P. N. Benjamin was cited in the 2003 report A Factual Response to the Hate Attack on the India Development and Relief Fund (IDRF) by Ramesh Nagaraj Rao, Narayanan Komerath and others. According to this report, Benjamin had said that Catholic and Protestant organisations had received far more money from abroad than Hindu and Muslim organisations combined, "especially the fundamentalist, and born-again Christian organisations that spread hatred against Hinduism ... Hindu-baiters are making a mountain out of a molehill while they themselves thrive under the shade of foreign funds".
He was also quoted as saying "the biased Indian English media has always suppressed facts and encouraged the enemies of the country who received millions of foreign funds to tarnish the nation’s image everywhere by giving wide publicity to the so-called Global Council of Indian Christians and other vested interests.

In September 2005 the website "christianaggression.org" published an article titled "When Intolerance Begets the Loss of Reason" that apparently had been published in the Vijay Times on 9 September 2005, written by P. N. Benjamin. John Dayal, president of the All India Catholic Union and a member of the National Integration Council, had accused Hindu political organisations of atrocities such as raping nuns and murdering priests. The author said that Dayal "opens his mouth and wields his pen only to spew venom on the Hindu community". He said that most attacks on Christians were due to aggressive evangelising.
In February 2012 P.N. Benjamin dismissed claims that the 2008 attacks on Christians in southern Karnataka numbered over a thousand.
He said "It is just an exaggeration. I feel there have been a handful of attacks, which were instigated by some fringe Christian groups".
He said these groups received funding from American Pentecostal churches.

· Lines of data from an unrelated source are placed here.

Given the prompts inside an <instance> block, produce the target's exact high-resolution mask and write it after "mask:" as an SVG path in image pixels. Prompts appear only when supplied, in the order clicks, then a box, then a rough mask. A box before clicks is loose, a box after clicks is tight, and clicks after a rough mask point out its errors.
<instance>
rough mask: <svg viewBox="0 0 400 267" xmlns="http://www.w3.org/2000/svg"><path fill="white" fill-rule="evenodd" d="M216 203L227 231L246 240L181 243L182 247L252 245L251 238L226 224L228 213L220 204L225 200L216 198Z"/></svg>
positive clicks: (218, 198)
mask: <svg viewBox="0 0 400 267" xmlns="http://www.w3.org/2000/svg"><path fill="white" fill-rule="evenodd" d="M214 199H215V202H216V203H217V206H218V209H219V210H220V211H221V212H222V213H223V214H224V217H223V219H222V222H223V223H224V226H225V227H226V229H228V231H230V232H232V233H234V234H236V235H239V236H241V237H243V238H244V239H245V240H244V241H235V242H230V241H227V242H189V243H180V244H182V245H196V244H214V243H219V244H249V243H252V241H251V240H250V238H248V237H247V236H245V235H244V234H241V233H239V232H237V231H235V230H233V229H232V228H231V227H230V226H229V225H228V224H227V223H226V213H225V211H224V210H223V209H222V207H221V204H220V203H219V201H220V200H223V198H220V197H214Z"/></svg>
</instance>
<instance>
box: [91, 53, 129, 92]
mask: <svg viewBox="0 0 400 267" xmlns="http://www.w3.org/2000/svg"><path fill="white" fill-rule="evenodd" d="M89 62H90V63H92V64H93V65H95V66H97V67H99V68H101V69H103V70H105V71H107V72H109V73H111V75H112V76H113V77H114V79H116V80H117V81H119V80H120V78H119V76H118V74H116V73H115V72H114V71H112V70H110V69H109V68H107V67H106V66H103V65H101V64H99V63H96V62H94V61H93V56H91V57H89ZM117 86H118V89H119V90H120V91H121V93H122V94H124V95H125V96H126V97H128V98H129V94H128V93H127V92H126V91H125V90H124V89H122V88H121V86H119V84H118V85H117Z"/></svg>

A group of Indian Christians issued a letter on 1 January 2007 to various world leaders entitled A Campaign Declaration: Bangalore Initiative for Religious Dialogue (BIRD).
In it they asserted that the 1977 ruling by India's Supreme Court that a citizen had the right to "profess, practice and propagate" ones religion does not include the right to convert another.
The group called for a change to Article 18 the Universal Declaration of Human Rights to prohibit conversion through material incentives, coercion, threats or intimidation.
However, the BIRD members affirmed the Great Commission that "unequivocally calls us to witness to Christ in a pluralistic setting".

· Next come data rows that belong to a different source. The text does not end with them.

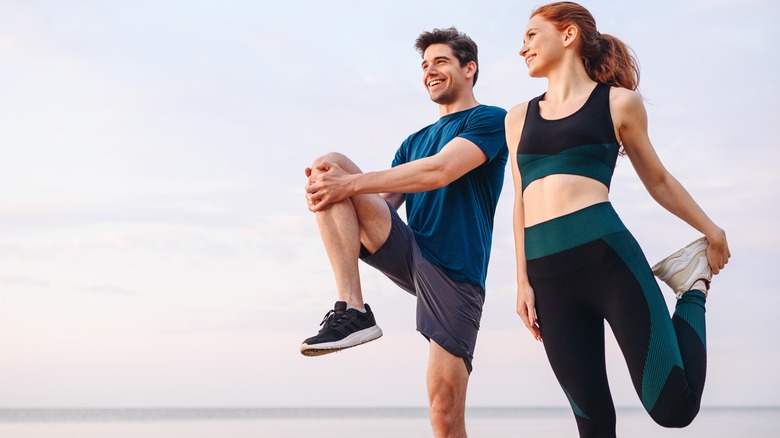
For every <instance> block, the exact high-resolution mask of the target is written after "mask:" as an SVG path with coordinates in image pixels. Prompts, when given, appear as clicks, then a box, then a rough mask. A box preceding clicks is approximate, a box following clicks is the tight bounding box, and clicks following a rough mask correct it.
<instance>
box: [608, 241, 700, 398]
mask: <svg viewBox="0 0 780 438" xmlns="http://www.w3.org/2000/svg"><path fill="white" fill-rule="evenodd" d="M603 239H604V241H605V242H607V244H609V246H611V247H612V249H613V250H615V252H616V253H617V254H618V256H620V258H621V259H623V261H624V262H625V264H626V266H628V269H629V270H631V273H632V274H634V278H636V280H637V281H638V282H639V285H640V286H641V288H642V292H644V294H645V299H646V300H647V307H648V309H649V310H650V343H649V345H648V349H647V358H646V359H645V369H644V372H643V373H642V405H643V406H644V407H645V409H646V410H647V412H650V411H651V410H652V409H653V407H654V406H655V403H656V402H657V401H658V397H659V396H660V395H661V390H662V389H663V386H664V384H665V383H666V380H667V379H668V378H669V374H670V373H671V372H672V367H675V366H676V367H679V368H680V369H685V368H684V367H683V363H682V356H681V355H680V347H679V345H678V344H677V335H676V334H675V331H674V325H672V320H671V318H670V317H669V309H668V308H667V307H666V302H665V301H664V299H663V296H661V292H660V290H659V289H658V283H656V282H655V277H654V276H653V272H652V271H651V270H650V267H649V266H648V265H647V259H645V256H644V254H643V253H642V250H641V249H640V248H639V245H638V244H637V243H636V240H634V238H633V237H631V235H630V234H628V233H621V234H613V235H610V236H605V237H604V238H603Z"/></svg>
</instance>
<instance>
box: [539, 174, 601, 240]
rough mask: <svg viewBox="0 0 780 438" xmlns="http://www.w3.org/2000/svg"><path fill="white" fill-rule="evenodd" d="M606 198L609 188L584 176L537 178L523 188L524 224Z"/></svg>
mask: <svg viewBox="0 0 780 438" xmlns="http://www.w3.org/2000/svg"><path fill="white" fill-rule="evenodd" d="M607 201H609V189H607V186H605V185H604V184H603V183H601V182H599V181H596V180H595V179H591V178H588V177H585V176H580V175H565V174H555V175H549V176H546V177H544V178H541V179H538V180H536V181H534V182H532V183H531V184H529V185H528V187H526V189H525V191H524V192H523V212H524V217H525V227H526V228H528V227H530V226H533V225H536V224H539V223H542V222H545V221H548V220H550V219H555V218H556V217H559V216H563V215H566V214H569V213H573V212H575V211H577V210H581V209H583V208H585V207H588V206H591V205H593V204H598V203H600V202H607Z"/></svg>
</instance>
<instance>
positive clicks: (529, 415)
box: [0, 407, 780, 438]
mask: <svg viewBox="0 0 780 438" xmlns="http://www.w3.org/2000/svg"><path fill="white" fill-rule="evenodd" d="M466 422H467V429H468V433H469V437H472V438H502V437H545V438H559V437H560V438H563V437H577V429H576V425H575V422H574V418H573V416H572V414H571V412H570V411H569V410H568V409H565V408H469V409H468V410H467V413H466ZM431 436H432V433H431V428H430V424H429V422H428V412H427V409H425V408H256V409H249V408H248V409H233V408H230V409H0V437H2V438H54V437H57V438H70V437H74V438H98V437H100V438H107V437H108V438H131V437H132V438H180V437H181V438H184V437H186V438H201V437H202V438H205V437H230V438H244V437H247V438H248V437H252V438H257V437H268V438H304V437H317V438H336V437H338V438H349V437H369V438H391V437H392V438H397V437H403V438H423V437H431ZM618 436H621V437H631V438H650V437H652V438H663V437H675V438H715V437H725V438H728V437H740V438H777V437H780V407H777V408H742V407H740V408H703V409H702V411H701V412H700V414H699V416H698V417H697V419H696V420H695V421H694V422H693V424H691V425H690V426H689V427H687V428H684V429H664V428H662V427H660V426H657V425H656V424H655V423H653V421H652V420H651V419H650V418H649V417H648V415H647V414H646V413H645V412H644V411H642V410H641V409H618Z"/></svg>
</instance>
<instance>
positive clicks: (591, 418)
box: [506, 2, 730, 437]
mask: <svg viewBox="0 0 780 438" xmlns="http://www.w3.org/2000/svg"><path fill="white" fill-rule="evenodd" d="M523 42H524V43H523V47H522V49H521V51H520V55H521V56H522V57H523V58H524V59H525V62H526V65H527V67H528V71H529V74H530V75H531V76H532V77H544V78H547V79H548V84H549V85H548V90H547V92H546V93H545V94H543V95H542V96H539V97H537V98H535V99H532V100H531V101H530V102H527V103H523V104H520V105H518V106H516V107H515V108H513V109H512V110H511V111H510V112H509V113H508V114H507V118H506V132H507V145H508V146H509V151H510V154H509V155H510V159H511V160H512V163H513V164H512V174H513V177H514V183H515V188H516V194H515V207H514V234H515V245H516V252H517V312H518V313H519V314H520V317H521V318H522V319H523V322H524V323H525V325H526V327H528V329H529V330H530V331H531V333H532V334H533V336H534V337H535V338H536V339H537V340H541V339H542V337H544V346H545V350H546V352H547V356H548V359H549V361H550V365H551V366H552V368H553V371H554V372H555V375H556V377H557V378H558V381H559V383H560V384H561V386H562V387H563V390H564V393H565V394H566V396H567V398H568V399H569V402H570V404H571V406H572V410H573V411H574V414H575V418H576V419H577V425H578V428H579V431H580V436H582V437H596V436H598V437H614V436H615V411H614V406H613V403H612V398H611V396H610V392H609V386H608V383H607V376H606V370H605V364H604V320H606V321H607V322H609V324H610V327H611V328H612V331H613V332H614V334H615V338H616V339H617V341H618V344H619V345H620V348H621V350H622V352H623V355H624V356H625V359H626V362H627V364H628V367H629V371H630V373H631V378H632V381H633V383H634V387H635V389H636V391H637V393H638V394H639V396H640V399H641V401H642V404H643V405H644V407H645V408H646V409H647V411H648V412H649V413H650V415H651V416H652V418H653V419H654V420H655V421H656V422H657V423H659V424H661V425H663V426H666V427H683V426H686V425H688V424H689V423H690V422H691V421H692V420H693V418H694V417H695V416H696V414H697V413H698V410H699V403H700V401H701V394H702V390H703V387H704V377H705V372H706V350H705V329H704V304H705V301H706V295H707V290H708V288H709V281H710V278H711V277H712V274H713V273H714V274H717V273H718V272H719V271H720V269H722V268H723V267H724V265H725V264H726V263H727V262H728V259H729V257H730V253H729V249H728V244H727V242H726V235H725V232H724V231H723V230H722V229H721V228H719V227H718V226H717V225H715V223H713V221H712V220H710V219H709V218H708V217H707V215H706V214H705V213H704V211H702V209H701V208H700V207H699V206H698V205H697V204H696V202H695V201H694V200H693V198H691V196H690V195H689V194H688V192H687V191H686V190H685V189H684V188H683V187H682V185H680V183H679V182H678V181H677V180H676V179H674V177H672V176H671V175H670V174H669V172H668V171H667V170H666V169H665V168H664V166H663V165H662V164H661V162H660V160H659V158H658V156H657V155H656V153H655V151H654V150H653V147H652V145H651V144H650V140H649V138H648V135H647V115H646V112H645V109H644V106H643V103H642V98H641V96H640V95H639V94H638V93H637V92H636V88H637V84H638V80H639V70H638V68H637V65H636V62H635V60H634V59H633V57H632V56H631V54H630V50H629V49H628V47H626V46H625V44H623V43H622V42H621V41H620V40H618V39H617V38H614V37H612V36H609V35H601V34H599V32H598V31H597V30H596V24H595V20H594V19H593V17H592V16H591V14H590V13H589V12H588V11H587V10H586V9H585V8H583V7H582V6H580V5H578V4H576V3H570V2H561V3H553V4H550V5H547V6H543V7H541V8H539V9H537V10H536V11H534V12H533V13H532V14H531V19H530V21H529V22H528V26H527V29H526V32H525V35H524V38H523ZM623 153H625V155H627V156H628V158H629V159H630V161H631V163H632V164H633V166H634V169H635V170H636V172H637V174H638V175H639V177H640V179H641V180H642V182H643V183H644V185H645V187H646V188H647V190H648V192H649V193H650V194H651V195H652V196H653V198H654V199H655V200H656V201H657V202H658V203H659V204H661V206H663V207H664V208H666V209H667V210H669V211H670V212H671V213H673V214H674V215H676V216H677V217H679V218H680V219H682V220H683V221H685V222H687V223H688V224H690V225H691V226H692V227H693V228H695V229H697V230H698V231H700V232H701V233H702V234H704V238H702V239H699V240H697V241H696V242H693V243H692V244H691V245H689V246H688V247H686V248H683V249H682V250H680V251H678V252H677V253H675V254H673V255H672V256H670V257H668V258H667V259H665V260H663V261H662V262H660V263H659V264H658V265H656V266H655V267H654V268H653V270H651V268H650V267H649V266H648V264H647V261H646V259H645V257H644V255H643V253H642V250H641V249H640V248H639V245H638V244H637V243H636V241H635V240H634V238H633V237H632V236H631V234H630V233H629V232H628V231H627V230H626V228H625V226H624V225H623V224H622V222H621V221H620V219H619V218H618V216H617V214H616V213H615V211H614V210H613V209H612V206H611V204H610V203H609V199H608V193H609V184H610V180H611V177H612V172H613V170H614V166H615V162H616V159H617V157H618V155H619V154H623ZM653 271H655V272H656V273H657V274H658V275H659V277H660V278H661V279H662V280H664V281H666V282H667V284H668V285H669V286H671V287H672V289H673V290H675V292H677V294H678V301H677V305H676V308H675V312H674V316H673V317H672V318H669V310H668V309H667V307H666V305H665V302H664V299H663V297H662V296H661V292H660V290H659V288H658V285H657V283H656V281H655V278H654V277H653Z"/></svg>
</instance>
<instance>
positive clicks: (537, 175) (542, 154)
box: [517, 143, 620, 191]
mask: <svg viewBox="0 0 780 438" xmlns="http://www.w3.org/2000/svg"><path fill="white" fill-rule="evenodd" d="M619 150H620V147H619V146H618V145H617V144H615V143H608V144H590V145H583V146H576V147H573V148H569V149H566V150H564V151H561V152H558V153H557V154H517V164H518V167H519V168H520V177H521V179H522V182H523V191H525V188H526V187H528V185H529V184H531V183H532V182H534V181H536V180H537V179H540V178H544V177H545V176H549V175H555V174H567V175H580V176H585V177H588V178H593V179H595V180H597V181H599V182H601V183H603V184H604V185H605V186H607V188H609V184H610V181H611V180H612V173H613V172H614V170H615V162H616V161H617V156H618V151H619Z"/></svg>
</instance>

==Stanley Samartha memorial lectures==

The BIRD runs inter-faith seminars and discussion sessions, and arranges annual lectures in memory of the theologian Stanley Jedidiah Samartha.
Dr. Samartha once called himself a Hindu by culture, Christian by faith, Indian by citizenship and ecumenical by choice.
Speakers at these lectures have included:
- François Gautier (2001) The need for inter-religious dialogue
- C.T. Kurien, economist and Director Emeritus of Madras Institute of Development Studies (2003) Communal harmony – A societal perspective
- M.V. Nadkarni, former Vice Chancellor of Gulbarga University (2004) Religion in 21st century – A perspective of hope
- Mar Thoma Metropolitan Bishop Philipose Mar Chrysostom (2005) Courage for dialogue
- Hans Ucko, director of inter-faith dialogue division at the World Council of Churches (2006) Towards an ethical code of conduct for conversion
- K.T. Thomas, former Judge of Supreme Court of India (2007) Right to convert and the Indian constitution
- M. J. Akbar, journalist and author and editor of India Today (2008) The Power of Religion vs. the Religion of Power
- Arun Shourie, journalist and author (2009) Rethinking Religions

On 7 October 2010 Sir Mark Tully, former chief of BBC India, spoke on How certain should we be? The problem of religious pluralism to an audience of over 350.
Sir Mark, who had spent over thirty years in India, spoke of his experiences and of the fact that India had historically been home to all the world's major religions.
He said that had taught him that there are many ways to God.
The American Hindu author David Frawley delivered the tenth Dr Stanley Samartha Memorial lecture in March 2012, speaking on "Pluralism and Universalism in Hinduism".